Mostly white journalists from the US, Canada, Britain, Germany and other European countries have suddenly discovered Ghana as a destination to make easy and quick money.
Reports say they sometimes request for 200,000 euros for advertising fees.
Officials from both the office of Presidential spokesperson and the information ministry who want to remain anonymous say these journalists are ordinary citizens recruited by agencies abroad.
The modus operandi of these agencies starts with the writing of proposal letters to some high profile international media organization expressing the desire to do business with them by allowing them to come to Ghana and solicit for adverts so that both companies will share.
Some of the international media organizations include Newsweek, Forbes Magazine, Japan Times and many others.
Having secured permission from the said media organizations the agencies would then school the recruited agents on how to succeed in their mission to secure the commercial goodies from Ghana.
First the agents are told to go to the president and pretend as if they are going to do a country report on Ghana in the said media organization and sell the nation to the international community.
The president, having heard of the news to sell his country to the world quickly accede to the demands of these fraudulent journalists, grant them interviews and also allow the photo journalists among them to take his photograph.
Armed with the president's photographs the journalists move to the offices of ministers and also request for interviews.
Having succeeded in both the president and the ministers offices, they then move to state agencies and departments such as Electricity Company of Ghana –ECG, Tema Oil Refinery-TOR, Ghana Commercial Bank-GCB, Bank of Ghana –BoG and other money making institutions.
After intermittent interactions with mostly the chief executives or general managers of the state institutions, these journalists again request for interviews with the department heads.
At this stage the interviews are conducted by flashy, good looking white women with their male counterparts posing as photojournalists.
They then request for adverts to be placed in the said international media organizations.
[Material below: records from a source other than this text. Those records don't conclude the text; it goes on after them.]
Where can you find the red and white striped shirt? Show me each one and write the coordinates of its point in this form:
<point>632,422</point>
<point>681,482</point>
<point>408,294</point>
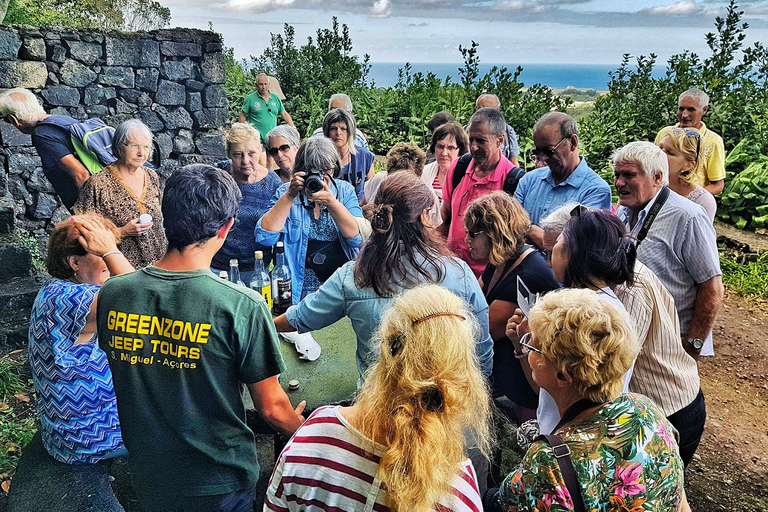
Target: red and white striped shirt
<point>330,466</point>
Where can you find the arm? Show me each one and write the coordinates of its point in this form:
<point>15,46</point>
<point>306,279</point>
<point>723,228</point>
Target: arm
<point>72,166</point>
<point>709,298</point>
<point>273,405</point>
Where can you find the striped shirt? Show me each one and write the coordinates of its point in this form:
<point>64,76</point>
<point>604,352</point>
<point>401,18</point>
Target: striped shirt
<point>328,465</point>
<point>681,249</point>
<point>664,371</point>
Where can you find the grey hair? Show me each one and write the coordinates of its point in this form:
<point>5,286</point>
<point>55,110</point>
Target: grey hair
<point>555,222</point>
<point>125,131</point>
<point>651,159</point>
<point>700,95</point>
<point>21,104</point>
<point>567,125</point>
<point>318,153</point>
<point>285,131</point>
<point>341,96</point>
<point>493,117</point>
<point>339,115</point>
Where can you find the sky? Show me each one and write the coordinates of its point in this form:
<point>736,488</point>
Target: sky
<point>508,31</point>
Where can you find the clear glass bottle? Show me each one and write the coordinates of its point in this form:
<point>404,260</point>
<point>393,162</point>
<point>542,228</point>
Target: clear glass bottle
<point>260,282</point>
<point>234,272</point>
<point>281,282</point>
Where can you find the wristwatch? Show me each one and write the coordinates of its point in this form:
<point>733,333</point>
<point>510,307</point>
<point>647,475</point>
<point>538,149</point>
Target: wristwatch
<point>696,343</point>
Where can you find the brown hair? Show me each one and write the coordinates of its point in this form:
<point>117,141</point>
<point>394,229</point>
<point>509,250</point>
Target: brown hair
<point>455,129</point>
<point>389,256</point>
<point>64,243</point>
<point>504,221</point>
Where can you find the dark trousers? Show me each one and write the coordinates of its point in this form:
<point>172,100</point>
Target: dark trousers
<point>689,422</point>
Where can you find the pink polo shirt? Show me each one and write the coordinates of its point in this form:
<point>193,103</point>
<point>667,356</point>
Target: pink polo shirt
<point>469,188</point>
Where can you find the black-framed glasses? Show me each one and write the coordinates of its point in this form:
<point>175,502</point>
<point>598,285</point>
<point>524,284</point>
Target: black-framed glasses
<point>548,152</point>
<point>281,149</point>
<point>692,133</point>
<point>525,345</point>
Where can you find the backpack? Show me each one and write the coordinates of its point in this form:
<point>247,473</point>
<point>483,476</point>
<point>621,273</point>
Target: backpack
<point>510,182</point>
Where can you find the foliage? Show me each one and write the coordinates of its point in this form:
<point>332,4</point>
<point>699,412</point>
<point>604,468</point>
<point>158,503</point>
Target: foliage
<point>103,14</point>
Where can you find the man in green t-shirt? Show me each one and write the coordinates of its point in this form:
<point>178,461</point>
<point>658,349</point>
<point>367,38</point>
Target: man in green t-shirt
<point>180,343</point>
<point>261,108</point>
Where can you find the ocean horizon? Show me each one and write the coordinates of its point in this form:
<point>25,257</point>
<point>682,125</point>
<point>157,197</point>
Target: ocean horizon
<point>556,76</point>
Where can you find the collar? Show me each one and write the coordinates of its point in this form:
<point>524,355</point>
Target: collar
<point>575,179</point>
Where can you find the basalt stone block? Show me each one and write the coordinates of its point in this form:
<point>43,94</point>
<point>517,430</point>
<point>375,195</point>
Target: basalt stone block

They also show photographs of the president and sometimes even lie that they have been asked by the president or the minister to come for the adverts, to unconvincing chief executives.
Such heads get entangled in a dilemma as to whether to defy supposed presidential or ministerial orders and refuse the adverts or give out the adverts, which may not have been supported by their annual budget.
Smart ones among them verify from the appropriate authorities and always the answers has been 'no' for the adverts.
Information minister said the fraudulent “journalists come to us with introduction letters saying they want to do a country report on Ghana and we give them letters for the institutions to extend courtesies. But once those institutions have gotten the letters they are not obliged to accept them.”